When LaRese Purnell enters the classroom of a historically black college, he is equipped with budget templates, credit tips, and the resolve to shift how students interact with money. Well before earning a degree in accounting and corporate taxation, he lived in homeless shelters with his family. Though his mother was able to secure an apartment, she struggled to pay for basic utilities.

Purnell says his early understanding of money was through the lens of lack. “It was something that we didn’t talk about in our household because we were just in survival mode. I felt like the only program I had in place was life.”

Today, he is an ambassador for Our Money Matters, a $5.6 million initiative launched in 2020 to help reduce wealth disparities by equipping college students of color with financial knowledge and access. An initiative of the HBCU Community Development Action Coalition, it is funded by the Wells Fargo Foundation.

The Our Money Matters online platform provides tools for managing finances in college and beyond. Within the past year and a half, Purnell and other financial professionals have traveled to the 26 participating colleges, complementing the online tools with in-person workshops and services.

“If we can hone in on them right now, we create a healthier opportunity for this particular individual to not only change their life, but their family’s life,” says Purnell.

For decades, systemic inequities have precipitated a wealth gap in the United States. According to a wealth gap analysis by the RAND Corporation, the median black household in America has about $24,000 in savings, investments, home equity, and other elements of wealth, compared to about $189,000 for the median white household. In a survey on the financial lives of young adults in particular, 34% of white and 29% of Asian American young adults said they would not be able to cover a $400 emergency expense. This is compared with 54% of black and 45% of Latinx respondents in the survey from GenForward and the Financial Health Network.

For many students, college is the first place where they become responsible for their finances. Ben-James Brown got his first credit card while in college. He used his full $500 credit limit and then called the creditor to ask for more money. Brown remembers, “They said, ‘Well, you have to pay this back before we give you more credit,’ and I said, ‘Well, you never told me that!’”

Now, as a financial health program manager for the Wells Fargo Foundation, he is certain of what many students’ needs are: building up credit, knowing their limits, and understanding disclosures. Brown says that HBCUs, in particular, are ideal spaces to work in because they are often resources for their local communities.

Purnell offered these tips for managing money, whether you’re in college or preparing to go to school.

Think 50/20/30

  • For every dollar, set aside 50 cents for your basic needs.

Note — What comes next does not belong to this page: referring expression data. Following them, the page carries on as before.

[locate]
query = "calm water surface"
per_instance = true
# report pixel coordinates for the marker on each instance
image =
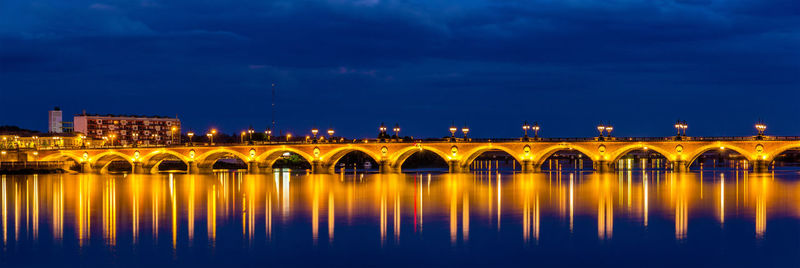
(639, 218)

Then, allot 20 cents toward your wants. Place the remaining 30 cents in savings and investments. “You can tell people that you’re going to save every dime you have,” Purnell says. “That’s not real for the average American. Even as you work hard, you can also have some fun in life, as well, if you balance it.”

Aim for an 800 credit score

  • average credit score in the United States in 2022 was 714. Among traditional college-age people (ages 18-25), it was 679. Setting up regular credit card payments, and ensuring you have sufficient funds for each payment, can help you maintain healthy credit and avoid overpayment on interest and other charges.

One credit card is enough

  • Just because you’re approved for multiple credit cards doesn’t mean that you need them. Starting out with one credit card is a great way to ease into paying off balances on time and avoiding debt.

Let debt be a myth

  • Apply for scholarships and internships. If you’re pursuing graduate school, pursue as many opportunities as possible that will reduce your overall school debt. This includes working while in school or seeking out employers that will pay for your education.